Most popular questions

UFED Touch/PC and UFED
Physical/Logical Analyzer
Most popular questions
April 2015
2
Most popular questions
Popular questions related to UFED Touch/PC and UFED Physical/Logical Analyzer.
1. Question: Can Cellebrite decode WhatsApp audio files?
Answer: Yes we can. The file can be opened when double-clicking on it from the Chat view.
Android location: /data/media/WhatsApp/Media/WhatsApp Voice Notes
iOS: It is part of the Messages database files.
2. Question: Does Cellebrite support WhatsApp Crypt8 encryption?
Answer: As of UFED Physical Analyzer (release 4.1.1), support for Crypt8 decoding is available
(relevant for Android devices only) for file system and physical extraction methods only.
In case of a logical or file system extraction via the "Android backup" methods, the key to decrypt
WhatsApp Crypt8 will not be part of the extraction output, and therefore the data will not be
decoded by UFED Physical Analyzer.
This is currently a limitation of the Android OS.
3. Question: Is the pin code extracted in a physical extraction?
Answer:
For Android devices:
When we perform a physical extraction, Cellebrite always extracts the file that has the hash value of
the pin code. The maximum pin code length that UFED Physical Analyzer decodes is 5-digits. If the
pin code is longer, it will not be displayed.
For iOS devices:
For devices that are supported for physical extraction, the pin code (4-digit code) should always be
extracted.
4. Question: What are Frequent Locations on iOS Devices?
Answer: Your iPhone will keep track of places that you have recently been, as well as how often and
when you visited them, in order to learn places that are significant to you. This data is kept solely on
your device and will not be sent to Apple without your consent. It will be used to provide you with
personalized services, such as predictive traffic routing.
As you go about your daily routine, your iPhone makes note of where you are and how long you are
there. When it starts detecting patterns, it marks the spot as a "frequent location." It assumes
workplace location based on where you are during the day, and your house address based on where
you are at night, and it tracks various repeated locations regardless of time: friends' houses, favorite
restaurants, etc.
©2015 Cellebrite Mobile Synchronization Ltd.
3
5. Question: What does "Device Locations" refer to in an extraction (for example from a Facebook Chat)?
Answer: "Device Locations" are actually the locations that are found on the mobile device and not
necessarily the locations where the device has been.

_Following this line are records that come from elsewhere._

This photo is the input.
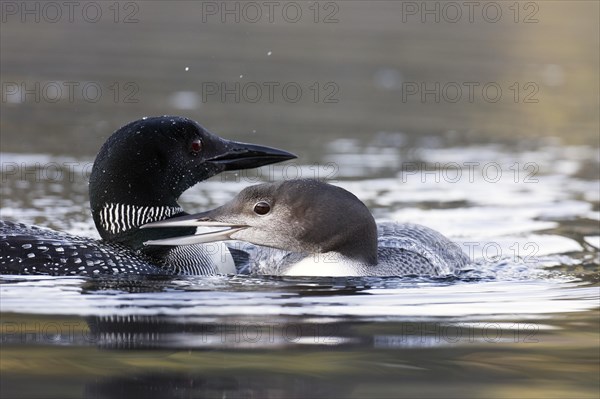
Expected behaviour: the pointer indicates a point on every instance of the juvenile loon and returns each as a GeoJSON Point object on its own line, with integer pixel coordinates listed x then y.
{"type": "Point", "coordinates": [327, 231]}
{"type": "Point", "coordinates": [137, 177]}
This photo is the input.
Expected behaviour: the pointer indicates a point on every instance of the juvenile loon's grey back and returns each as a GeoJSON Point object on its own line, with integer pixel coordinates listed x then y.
{"type": "Point", "coordinates": [326, 230]}
{"type": "Point", "coordinates": [137, 177]}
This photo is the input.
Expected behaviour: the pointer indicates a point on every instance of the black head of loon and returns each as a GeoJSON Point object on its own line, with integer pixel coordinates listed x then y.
{"type": "Point", "coordinates": [305, 216]}
{"type": "Point", "coordinates": [143, 168]}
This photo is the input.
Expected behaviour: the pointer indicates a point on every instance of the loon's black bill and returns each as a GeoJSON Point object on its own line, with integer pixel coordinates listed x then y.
{"type": "Point", "coordinates": [201, 238]}
{"type": "Point", "coordinates": [247, 156]}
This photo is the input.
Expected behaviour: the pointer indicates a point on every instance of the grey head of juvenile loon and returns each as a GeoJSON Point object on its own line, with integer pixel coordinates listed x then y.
{"type": "Point", "coordinates": [137, 177]}
{"type": "Point", "coordinates": [327, 230]}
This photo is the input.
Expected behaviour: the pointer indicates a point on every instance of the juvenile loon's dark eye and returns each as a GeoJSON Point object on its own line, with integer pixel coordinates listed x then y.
{"type": "Point", "coordinates": [262, 208]}
{"type": "Point", "coordinates": [196, 146]}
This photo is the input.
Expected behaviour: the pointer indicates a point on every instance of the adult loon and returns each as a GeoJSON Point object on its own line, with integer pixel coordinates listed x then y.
{"type": "Point", "coordinates": [137, 177]}
{"type": "Point", "coordinates": [327, 231]}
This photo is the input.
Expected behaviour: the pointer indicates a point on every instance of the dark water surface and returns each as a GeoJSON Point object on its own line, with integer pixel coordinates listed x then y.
{"type": "Point", "coordinates": [515, 181]}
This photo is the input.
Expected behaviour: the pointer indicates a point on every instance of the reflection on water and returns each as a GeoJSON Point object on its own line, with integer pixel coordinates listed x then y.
{"type": "Point", "coordinates": [525, 313]}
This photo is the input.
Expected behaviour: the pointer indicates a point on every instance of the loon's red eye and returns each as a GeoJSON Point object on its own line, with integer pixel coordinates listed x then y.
{"type": "Point", "coordinates": [196, 146]}
{"type": "Point", "coordinates": [262, 208]}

So, for example, in a Facebook chat, the device locations found on the device may refer to the
location of the message sender and not just the location of the receiver, i.e. the device’s owner.
6. Question: How do you perform a logical extraction on a locked iPhone 4S and above using .plist files?

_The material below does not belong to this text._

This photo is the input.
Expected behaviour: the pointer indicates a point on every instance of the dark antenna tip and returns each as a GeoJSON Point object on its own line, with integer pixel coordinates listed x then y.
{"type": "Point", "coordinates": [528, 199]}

Answer: As of UFED Physical Analyzer 3.7, it is possible to perform a logical extraction of a locked
iPhone 4S and above (4S/5/5S/5C), provided the paired .plist files are available, as follows:
In order to open the .plist file, you need to run UFED Physical Analyzer as an administrator:
Right-click on the UFED Physical Analyzer icon and select Run as administrator.

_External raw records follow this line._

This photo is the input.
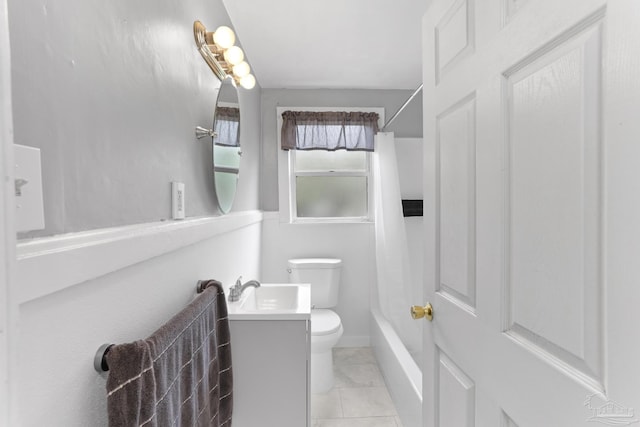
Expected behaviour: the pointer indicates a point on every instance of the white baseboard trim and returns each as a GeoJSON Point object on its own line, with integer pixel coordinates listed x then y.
{"type": "Point", "coordinates": [354, 341]}
{"type": "Point", "coordinates": [50, 264]}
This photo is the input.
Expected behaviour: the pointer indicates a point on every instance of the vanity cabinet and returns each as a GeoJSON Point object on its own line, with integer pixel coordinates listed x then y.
{"type": "Point", "coordinates": [270, 360]}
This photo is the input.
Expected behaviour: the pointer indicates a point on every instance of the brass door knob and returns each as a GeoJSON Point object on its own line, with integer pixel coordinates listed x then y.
{"type": "Point", "coordinates": [418, 312]}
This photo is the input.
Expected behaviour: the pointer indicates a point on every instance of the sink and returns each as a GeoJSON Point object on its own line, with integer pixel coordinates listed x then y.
{"type": "Point", "coordinates": [271, 298]}
{"type": "Point", "coordinates": [272, 301]}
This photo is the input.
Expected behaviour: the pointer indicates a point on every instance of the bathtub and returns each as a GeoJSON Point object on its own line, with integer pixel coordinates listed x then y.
{"type": "Point", "coordinates": [394, 335]}
{"type": "Point", "coordinates": [401, 373]}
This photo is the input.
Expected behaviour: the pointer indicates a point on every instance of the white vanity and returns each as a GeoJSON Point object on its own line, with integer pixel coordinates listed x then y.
{"type": "Point", "coordinates": [271, 349]}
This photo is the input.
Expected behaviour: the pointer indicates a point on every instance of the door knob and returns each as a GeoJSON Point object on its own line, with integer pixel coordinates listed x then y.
{"type": "Point", "coordinates": [418, 312]}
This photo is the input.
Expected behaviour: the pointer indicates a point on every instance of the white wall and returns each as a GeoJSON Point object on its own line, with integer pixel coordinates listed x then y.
{"type": "Point", "coordinates": [153, 273]}
{"type": "Point", "coordinates": [111, 93]}
{"type": "Point", "coordinates": [7, 236]}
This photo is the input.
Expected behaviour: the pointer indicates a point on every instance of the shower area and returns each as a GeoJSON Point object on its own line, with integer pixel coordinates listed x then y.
{"type": "Point", "coordinates": [396, 337]}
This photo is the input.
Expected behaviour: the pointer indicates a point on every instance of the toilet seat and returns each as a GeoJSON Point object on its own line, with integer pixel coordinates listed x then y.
{"type": "Point", "coordinates": [324, 322]}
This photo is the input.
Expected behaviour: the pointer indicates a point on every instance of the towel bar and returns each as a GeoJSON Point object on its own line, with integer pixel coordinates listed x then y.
{"type": "Point", "coordinates": [100, 360]}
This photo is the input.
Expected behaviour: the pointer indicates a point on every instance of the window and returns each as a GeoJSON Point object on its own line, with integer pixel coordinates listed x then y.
{"type": "Point", "coordinates": [326, 186]}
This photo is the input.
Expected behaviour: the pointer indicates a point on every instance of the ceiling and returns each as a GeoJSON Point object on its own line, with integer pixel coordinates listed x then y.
{"type": "Point", "coordinates": [355, 44]}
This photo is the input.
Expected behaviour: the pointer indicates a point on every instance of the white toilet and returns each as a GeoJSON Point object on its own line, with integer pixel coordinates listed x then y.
{"type": "Point", "coordinates": [323, 274]}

To extract a locked iOS device using the pairing files located in the lockdown folder, you
simply need to copy the content of the lockdown folder from the computer the device was
paired with, into the local lockdown folder on the computer where UFED Physical Analyzer is
installed.
Additionally, the iOS version on the iPhone must be the same as the version of the .plist files
at hand; meaning, you cannot use the .plist files from iOS version 7.0.4. For example, if the
iPhone was updated and currently running version 7.1, the extraction will not work resulting
in an error.
The Lockdown folders are found as follows:
• On MAC: /private/var/db/lockdown
• On Windows Vista and up: C:\ProgramData\Apple\Lockdown
• On Windows XP: C:\Documents and Settings\All Users\Application
Data\Apple\Lockdown
7. Question: What is the default location of the SMS.db on Android devices?
Answer: The default location is:
/dbdata/databases/com.android.providers.telephony/mmssms.db.